If you listen to some of the idle pre-holiday chatter, this winter as in any of the previous few, you will hear quite a bit of grousing about our folkloric images. Jesus, as most of us know by now, was born in neither a cave nor an outdoor stable. He was almost certainly born in the main room of a private home, because the bedroom -- reserved for guests -- was already taken. Needless to say, it was not winter, at least so far as we have any reason to believe. The Magi were not kings, nor necessarily three in number, nor even necessarily men. Saint Nicholas was Turkish, not elfin. Neither Black Peter nor Krampus has anything much to do with Christianity. And yes, of course the date was chosen to align with a pagan winter festival.
Old news to most readers. And all legit. But still.

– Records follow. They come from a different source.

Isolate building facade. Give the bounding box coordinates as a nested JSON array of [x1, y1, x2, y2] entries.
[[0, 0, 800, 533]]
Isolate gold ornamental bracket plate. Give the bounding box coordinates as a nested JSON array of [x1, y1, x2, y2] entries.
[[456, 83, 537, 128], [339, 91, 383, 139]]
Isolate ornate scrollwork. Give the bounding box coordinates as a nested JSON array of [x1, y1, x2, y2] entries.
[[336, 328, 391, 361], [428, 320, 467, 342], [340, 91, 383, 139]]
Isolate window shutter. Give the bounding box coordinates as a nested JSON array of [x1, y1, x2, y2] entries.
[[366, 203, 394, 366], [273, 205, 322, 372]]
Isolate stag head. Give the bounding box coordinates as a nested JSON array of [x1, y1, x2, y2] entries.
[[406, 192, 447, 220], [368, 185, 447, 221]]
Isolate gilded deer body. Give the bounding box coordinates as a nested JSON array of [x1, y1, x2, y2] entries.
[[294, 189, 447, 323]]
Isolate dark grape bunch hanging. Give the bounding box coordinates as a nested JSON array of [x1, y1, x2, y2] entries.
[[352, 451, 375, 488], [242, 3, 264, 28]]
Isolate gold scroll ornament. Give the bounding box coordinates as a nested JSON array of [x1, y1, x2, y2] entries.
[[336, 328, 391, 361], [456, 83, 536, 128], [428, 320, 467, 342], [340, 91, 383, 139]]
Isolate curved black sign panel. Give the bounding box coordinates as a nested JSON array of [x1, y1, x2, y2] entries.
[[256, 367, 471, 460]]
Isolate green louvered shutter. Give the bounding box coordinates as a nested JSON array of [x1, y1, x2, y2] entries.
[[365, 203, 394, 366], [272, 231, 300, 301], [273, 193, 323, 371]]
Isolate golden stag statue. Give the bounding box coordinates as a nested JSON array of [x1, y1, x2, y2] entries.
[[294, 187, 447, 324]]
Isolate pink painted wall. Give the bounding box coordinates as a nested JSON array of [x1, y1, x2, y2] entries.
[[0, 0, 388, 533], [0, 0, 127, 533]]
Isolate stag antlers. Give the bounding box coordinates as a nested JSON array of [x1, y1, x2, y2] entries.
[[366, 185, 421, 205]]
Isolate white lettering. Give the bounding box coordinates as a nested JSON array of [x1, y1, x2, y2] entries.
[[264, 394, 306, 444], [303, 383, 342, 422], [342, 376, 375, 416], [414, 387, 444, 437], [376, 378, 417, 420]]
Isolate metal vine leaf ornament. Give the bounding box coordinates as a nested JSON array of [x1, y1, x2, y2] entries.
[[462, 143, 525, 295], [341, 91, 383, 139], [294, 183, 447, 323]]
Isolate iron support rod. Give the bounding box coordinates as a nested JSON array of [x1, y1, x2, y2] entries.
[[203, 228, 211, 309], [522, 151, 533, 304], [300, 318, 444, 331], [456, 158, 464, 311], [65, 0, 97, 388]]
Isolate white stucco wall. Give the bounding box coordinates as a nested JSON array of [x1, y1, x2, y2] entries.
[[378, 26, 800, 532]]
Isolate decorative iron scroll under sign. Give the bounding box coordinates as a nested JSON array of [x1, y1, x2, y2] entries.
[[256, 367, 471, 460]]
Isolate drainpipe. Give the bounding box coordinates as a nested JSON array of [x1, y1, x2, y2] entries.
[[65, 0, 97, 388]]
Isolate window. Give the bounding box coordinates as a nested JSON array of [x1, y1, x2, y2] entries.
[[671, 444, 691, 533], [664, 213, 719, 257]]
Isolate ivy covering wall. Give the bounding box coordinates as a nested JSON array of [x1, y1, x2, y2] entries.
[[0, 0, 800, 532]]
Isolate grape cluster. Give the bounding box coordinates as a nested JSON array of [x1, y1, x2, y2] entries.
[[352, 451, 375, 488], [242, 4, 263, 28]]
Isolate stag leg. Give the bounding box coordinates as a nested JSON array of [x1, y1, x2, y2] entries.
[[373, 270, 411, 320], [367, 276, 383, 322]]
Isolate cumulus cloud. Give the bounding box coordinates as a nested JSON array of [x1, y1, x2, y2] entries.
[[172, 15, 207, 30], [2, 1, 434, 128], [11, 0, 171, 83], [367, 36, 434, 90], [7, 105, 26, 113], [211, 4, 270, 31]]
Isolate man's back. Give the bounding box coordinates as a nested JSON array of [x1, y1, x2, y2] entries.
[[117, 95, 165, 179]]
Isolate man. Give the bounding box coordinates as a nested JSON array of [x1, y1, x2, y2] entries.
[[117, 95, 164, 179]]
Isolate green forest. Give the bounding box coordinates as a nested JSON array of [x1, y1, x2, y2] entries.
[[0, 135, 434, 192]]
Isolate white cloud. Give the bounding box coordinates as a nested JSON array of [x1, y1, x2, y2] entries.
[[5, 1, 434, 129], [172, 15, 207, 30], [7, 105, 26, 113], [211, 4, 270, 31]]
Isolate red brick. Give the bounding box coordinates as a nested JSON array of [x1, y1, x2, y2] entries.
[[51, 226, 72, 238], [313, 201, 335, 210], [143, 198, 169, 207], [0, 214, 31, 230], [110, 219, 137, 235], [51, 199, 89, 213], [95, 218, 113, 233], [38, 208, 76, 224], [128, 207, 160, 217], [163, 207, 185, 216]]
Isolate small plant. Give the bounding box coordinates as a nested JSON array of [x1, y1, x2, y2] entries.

We are living in an era when the same people argue that Santa Claus should not be a white man, and that Black Peter must become one. And this passes itself off as talking about Christmas.
It gets tiresome trying to focus on the appearance of God in human form -- the finite proving beyond question that it is capable of the infinite -- when one must also listen to prattle about things that are not That.
So maybe I won't this year. Let's keep Christmas simple: just the Incarnation, and nothing else.
1 comment:
Finitum capax infinitum indeed. Take THAT, Reformed tradition!